Lo scarto tra i due contendenti non è di quelli che fanno la storia, ma si sa che in questo tipo di consultazioni l’elettorato si divide in modo netto e quasi egalitario.D’altra parte le elezioni presidenziali francesi non hanno mai dato percentuali di vittoria eclatanti, se si esclude la elezione del 2002 quando Chirac che era opposto (a sorpresa) al leader del Front national J.M.Le Pen.ottenne l’82%.
Ma insomma quello che conta oggi è che la Francia abbia un nuovo presidente e che questa elezione segni una vera rottura con il passato quinquennio di Nicolas Sarkozy.

Hollande ha vinto, ma soprattutto Sarkozy ha perduto.
Saranno i prossimi giorni e i dibattiti che seguiranno che ci daranno una interpretazione di questa sconfitta, ma cosi a caldo direi che Sarkozy ha deluso i francesi con la sua politica troppo filotedesca e con una politica interna insensibile ai disagi che la crisi internazionale ha portato nella vita di tutti, giorno dopo giorno, con un livello di disoccupazione mai raggiunto,e con la sensazione che a pagare la crisi siano sempre le classi sociali più deboli.
Hollande ha proposto un modello nuovo di politica più attento ai bisogni della gente, ma soprattutto ha incarnato il cambiamento che è in atto nella società francese.
Il suo primo discorso appena reso noto l’esito delle elezioni, pronunciato a Tulle in Correze , la sua città , è stato sicuramente in questa linea di rinnovamento. Ora i francesi lo attendono ai fatti al mantenimento di quanto ha promesso in campagna elettorale, ad una politica che, come il presidente eletto ha affermato , sia rivolta alla giustizia sociale e ai giovani per dare loro una vera speranza per il futuro.
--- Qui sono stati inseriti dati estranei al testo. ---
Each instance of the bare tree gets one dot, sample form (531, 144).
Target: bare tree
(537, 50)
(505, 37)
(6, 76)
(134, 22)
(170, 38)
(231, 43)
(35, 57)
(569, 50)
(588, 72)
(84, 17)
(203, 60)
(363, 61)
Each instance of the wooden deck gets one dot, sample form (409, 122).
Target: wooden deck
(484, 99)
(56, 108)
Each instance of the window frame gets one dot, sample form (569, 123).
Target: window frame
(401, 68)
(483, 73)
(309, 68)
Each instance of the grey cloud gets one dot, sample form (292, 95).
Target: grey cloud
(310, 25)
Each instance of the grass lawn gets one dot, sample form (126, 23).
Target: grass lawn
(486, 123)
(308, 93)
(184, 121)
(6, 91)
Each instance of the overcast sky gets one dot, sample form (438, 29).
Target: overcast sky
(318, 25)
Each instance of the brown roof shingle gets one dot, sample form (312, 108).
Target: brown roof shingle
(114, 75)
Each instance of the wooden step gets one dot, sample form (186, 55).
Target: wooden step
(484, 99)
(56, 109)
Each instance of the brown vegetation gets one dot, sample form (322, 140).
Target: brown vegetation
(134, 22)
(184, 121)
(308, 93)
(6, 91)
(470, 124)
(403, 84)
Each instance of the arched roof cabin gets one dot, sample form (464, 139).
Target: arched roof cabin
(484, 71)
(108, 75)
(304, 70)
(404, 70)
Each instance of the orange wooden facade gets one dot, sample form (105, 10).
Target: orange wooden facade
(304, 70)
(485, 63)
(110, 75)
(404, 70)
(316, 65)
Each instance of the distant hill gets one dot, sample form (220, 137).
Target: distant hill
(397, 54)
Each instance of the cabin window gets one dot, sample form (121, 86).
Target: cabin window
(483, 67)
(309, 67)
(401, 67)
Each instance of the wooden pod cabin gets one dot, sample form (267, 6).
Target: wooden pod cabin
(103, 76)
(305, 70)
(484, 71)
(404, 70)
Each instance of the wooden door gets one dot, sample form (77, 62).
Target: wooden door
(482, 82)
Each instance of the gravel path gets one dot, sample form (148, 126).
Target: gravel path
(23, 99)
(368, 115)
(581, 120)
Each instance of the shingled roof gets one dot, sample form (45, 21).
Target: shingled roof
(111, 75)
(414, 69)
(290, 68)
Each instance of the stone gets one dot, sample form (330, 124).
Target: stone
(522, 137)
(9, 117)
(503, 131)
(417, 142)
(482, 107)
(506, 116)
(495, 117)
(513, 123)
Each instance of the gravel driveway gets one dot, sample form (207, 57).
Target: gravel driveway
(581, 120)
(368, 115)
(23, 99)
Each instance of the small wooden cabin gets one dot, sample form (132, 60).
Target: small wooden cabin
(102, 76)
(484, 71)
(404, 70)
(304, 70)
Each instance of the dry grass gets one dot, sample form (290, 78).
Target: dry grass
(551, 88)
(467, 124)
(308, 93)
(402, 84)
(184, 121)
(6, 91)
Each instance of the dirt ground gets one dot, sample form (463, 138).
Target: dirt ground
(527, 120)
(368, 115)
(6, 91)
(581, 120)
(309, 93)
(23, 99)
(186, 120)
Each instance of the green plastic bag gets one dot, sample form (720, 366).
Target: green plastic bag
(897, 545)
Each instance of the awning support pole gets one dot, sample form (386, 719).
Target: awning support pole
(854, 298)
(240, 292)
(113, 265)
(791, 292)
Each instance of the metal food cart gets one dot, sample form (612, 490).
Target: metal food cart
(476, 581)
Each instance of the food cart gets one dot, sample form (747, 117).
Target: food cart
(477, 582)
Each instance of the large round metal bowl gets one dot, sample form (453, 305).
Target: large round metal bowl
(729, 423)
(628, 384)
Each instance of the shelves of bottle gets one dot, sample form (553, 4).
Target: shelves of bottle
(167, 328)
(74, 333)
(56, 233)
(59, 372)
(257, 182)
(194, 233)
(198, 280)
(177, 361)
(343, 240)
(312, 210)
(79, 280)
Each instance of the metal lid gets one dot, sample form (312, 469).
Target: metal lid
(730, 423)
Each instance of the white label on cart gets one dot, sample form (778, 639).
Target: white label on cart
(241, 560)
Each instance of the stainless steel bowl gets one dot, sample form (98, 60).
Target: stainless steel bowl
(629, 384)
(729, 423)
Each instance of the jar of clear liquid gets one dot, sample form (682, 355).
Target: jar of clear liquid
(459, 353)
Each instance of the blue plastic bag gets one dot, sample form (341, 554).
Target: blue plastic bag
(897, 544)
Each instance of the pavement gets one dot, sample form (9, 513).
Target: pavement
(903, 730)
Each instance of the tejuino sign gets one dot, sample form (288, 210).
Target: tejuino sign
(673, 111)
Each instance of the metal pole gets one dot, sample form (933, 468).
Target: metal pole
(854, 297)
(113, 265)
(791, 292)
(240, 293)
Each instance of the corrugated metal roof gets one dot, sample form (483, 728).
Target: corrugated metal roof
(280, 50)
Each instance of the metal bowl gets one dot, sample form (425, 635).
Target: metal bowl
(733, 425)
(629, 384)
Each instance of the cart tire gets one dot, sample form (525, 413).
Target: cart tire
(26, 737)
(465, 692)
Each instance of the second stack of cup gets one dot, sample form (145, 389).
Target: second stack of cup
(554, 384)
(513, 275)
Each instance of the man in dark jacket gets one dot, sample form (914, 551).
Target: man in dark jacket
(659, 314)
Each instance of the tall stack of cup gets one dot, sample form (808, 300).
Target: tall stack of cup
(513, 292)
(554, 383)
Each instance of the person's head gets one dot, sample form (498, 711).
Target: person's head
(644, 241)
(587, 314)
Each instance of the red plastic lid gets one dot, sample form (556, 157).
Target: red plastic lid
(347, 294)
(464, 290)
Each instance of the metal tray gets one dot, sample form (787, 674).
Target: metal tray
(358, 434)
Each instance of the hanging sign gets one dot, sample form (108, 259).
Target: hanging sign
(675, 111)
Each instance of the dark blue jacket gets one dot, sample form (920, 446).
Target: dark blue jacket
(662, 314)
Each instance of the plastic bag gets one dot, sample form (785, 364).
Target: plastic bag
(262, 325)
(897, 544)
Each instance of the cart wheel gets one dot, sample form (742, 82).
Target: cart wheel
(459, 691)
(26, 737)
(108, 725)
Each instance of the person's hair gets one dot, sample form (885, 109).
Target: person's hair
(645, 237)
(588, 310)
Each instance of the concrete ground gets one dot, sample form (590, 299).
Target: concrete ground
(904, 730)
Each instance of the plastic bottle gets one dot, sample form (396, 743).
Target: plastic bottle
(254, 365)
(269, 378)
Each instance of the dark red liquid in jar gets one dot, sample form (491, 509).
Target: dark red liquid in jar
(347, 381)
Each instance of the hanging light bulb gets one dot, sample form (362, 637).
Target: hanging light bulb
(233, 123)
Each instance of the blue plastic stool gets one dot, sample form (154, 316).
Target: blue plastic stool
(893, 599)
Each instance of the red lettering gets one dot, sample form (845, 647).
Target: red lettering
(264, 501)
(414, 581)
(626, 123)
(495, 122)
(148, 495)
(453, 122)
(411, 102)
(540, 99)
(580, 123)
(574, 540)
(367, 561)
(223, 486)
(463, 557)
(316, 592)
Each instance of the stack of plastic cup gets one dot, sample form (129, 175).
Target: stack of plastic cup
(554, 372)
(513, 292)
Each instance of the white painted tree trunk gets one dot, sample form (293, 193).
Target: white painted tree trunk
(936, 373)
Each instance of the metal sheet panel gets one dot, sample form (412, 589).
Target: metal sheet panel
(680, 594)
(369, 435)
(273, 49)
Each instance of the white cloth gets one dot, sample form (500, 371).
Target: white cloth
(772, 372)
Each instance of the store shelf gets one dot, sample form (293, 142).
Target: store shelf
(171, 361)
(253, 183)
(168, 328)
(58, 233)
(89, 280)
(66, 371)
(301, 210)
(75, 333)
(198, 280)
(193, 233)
Nicolas Sarkozy, lo sconfitto, ha invece , dal canto suo, annunciato che si ritirerà, da subito, dalla vita politica dopo 35 anni di attività a tutti i livelli e che non guiderà il suo partito l’UMP nelle pressime lezioni per il parlamento, l’Assemblea Nazionale, che si svolgeranno in giugno.
E anche questa tornata elettorale sarà molto importante sia per la sinistra che dovrà confermare il garnde risutato odierno, che per la destra dell’UMP che al contrario cercherà di ottenere la maggioranza in parlamento il che porterebbe ad aver un esecutivo che pur dipendente dal presidente della repubblica ,dovrebbe essere di colore politico opposto. Si verrebbe a realizzare, in tal caso, una « coabitazione » tra destra e sinistra al comando della Francia, ipotesi che già si realizzo’ in passato, ad esempio con la coabitazione tra il presidente socialista François Mitterand e il primo ministro Jacques Chirac , neogollista.
Ma questo lo vedremo nel prossimo mese di giugno.

Stasera la Francia, e i francesi festeggiano il nuovo presidente François Hollande, ora è il tempo di « rassembler » di riunire i francesi, dimenticare le divisioni elettorali, e costruire la Francia del domani, e l’Europa del domani, che dovrà , ha affermato Hollande, non essere più l’Europa dell’austerità, ma l’Europa della crescita e della solidarietà.